Il y a aussi l’envie, le plaisir de conter. J’écris des histoires depuis longtemps : des nouvelles, des poèmes, mais aussi des scénarii de jeux de rôle dans des univers très variés. Le jeu de rôle permet d’écrire des récits dans lesquels le lecteur/joueur est acteur de l’histoire, interagit avec, et peut la modifier. Construire une réalité alternative fictionnelle est enivrant.

Pensez-vous qu’il faille être un grand lecteur pour être un bon auteur ?

Je doute qu’on puisse écrire ou écrire bien sans avoir lu, sans connaître les codes de l’écrit, que ce soit pour s’en inspirer ou pour les pervertir. On commence à écrire en copiant, avant de trouver une forme plus personnelle. Penser que l’on peut s’affranchir de ce qu’ont écrit les autres avant nous est un péché d’orgueil !

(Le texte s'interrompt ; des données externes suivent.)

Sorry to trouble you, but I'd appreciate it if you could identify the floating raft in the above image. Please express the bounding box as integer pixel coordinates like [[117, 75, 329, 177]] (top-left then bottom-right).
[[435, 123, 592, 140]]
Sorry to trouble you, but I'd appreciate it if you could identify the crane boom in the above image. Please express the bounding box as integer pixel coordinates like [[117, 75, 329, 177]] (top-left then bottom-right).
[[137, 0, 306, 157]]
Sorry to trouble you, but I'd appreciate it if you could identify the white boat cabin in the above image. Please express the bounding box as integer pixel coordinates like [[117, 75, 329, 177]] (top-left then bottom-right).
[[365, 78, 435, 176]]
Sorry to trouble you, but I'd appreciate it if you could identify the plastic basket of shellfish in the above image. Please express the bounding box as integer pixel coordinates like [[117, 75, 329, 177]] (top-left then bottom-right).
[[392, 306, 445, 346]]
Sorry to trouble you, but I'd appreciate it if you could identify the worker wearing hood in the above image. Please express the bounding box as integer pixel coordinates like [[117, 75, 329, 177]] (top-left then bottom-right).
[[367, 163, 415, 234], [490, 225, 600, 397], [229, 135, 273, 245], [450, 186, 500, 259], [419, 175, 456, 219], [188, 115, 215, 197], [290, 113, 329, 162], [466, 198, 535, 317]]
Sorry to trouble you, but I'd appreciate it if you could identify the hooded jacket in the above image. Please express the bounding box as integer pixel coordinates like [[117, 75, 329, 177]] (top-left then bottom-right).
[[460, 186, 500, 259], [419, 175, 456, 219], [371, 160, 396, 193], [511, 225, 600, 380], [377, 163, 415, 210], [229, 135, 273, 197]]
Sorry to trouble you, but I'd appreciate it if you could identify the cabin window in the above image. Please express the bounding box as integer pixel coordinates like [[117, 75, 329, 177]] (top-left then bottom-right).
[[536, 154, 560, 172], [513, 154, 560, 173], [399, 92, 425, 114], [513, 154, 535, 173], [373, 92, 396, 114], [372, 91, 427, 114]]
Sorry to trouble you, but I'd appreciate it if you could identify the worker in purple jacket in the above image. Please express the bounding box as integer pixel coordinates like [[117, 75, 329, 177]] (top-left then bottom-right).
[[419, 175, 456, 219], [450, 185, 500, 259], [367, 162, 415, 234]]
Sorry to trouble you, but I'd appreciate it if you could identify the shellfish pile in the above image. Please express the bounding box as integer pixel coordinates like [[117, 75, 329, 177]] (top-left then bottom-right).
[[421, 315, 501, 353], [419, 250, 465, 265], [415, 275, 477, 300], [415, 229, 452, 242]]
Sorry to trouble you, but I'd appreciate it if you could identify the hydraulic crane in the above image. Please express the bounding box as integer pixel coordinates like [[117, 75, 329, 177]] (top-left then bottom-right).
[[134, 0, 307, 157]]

Mes polars rendent d’ailleurs hommage à ces auteurs. L’Heure des fous est un clin d’œil au polar français. On y croise Simenon, Boileau-Narcejac, Maurice Leblanc, Manchette, Pouy, Daeninckx, Vargas… entre autres. Les Romantiques sont aussi de la fête puisque Hugo et Sue s’y promènent et sont au cœur de l’intrigue. Le Jour des morts met à l’honneur les Réalistes du XIXème siècle. Le prochain parle de Baudelaire…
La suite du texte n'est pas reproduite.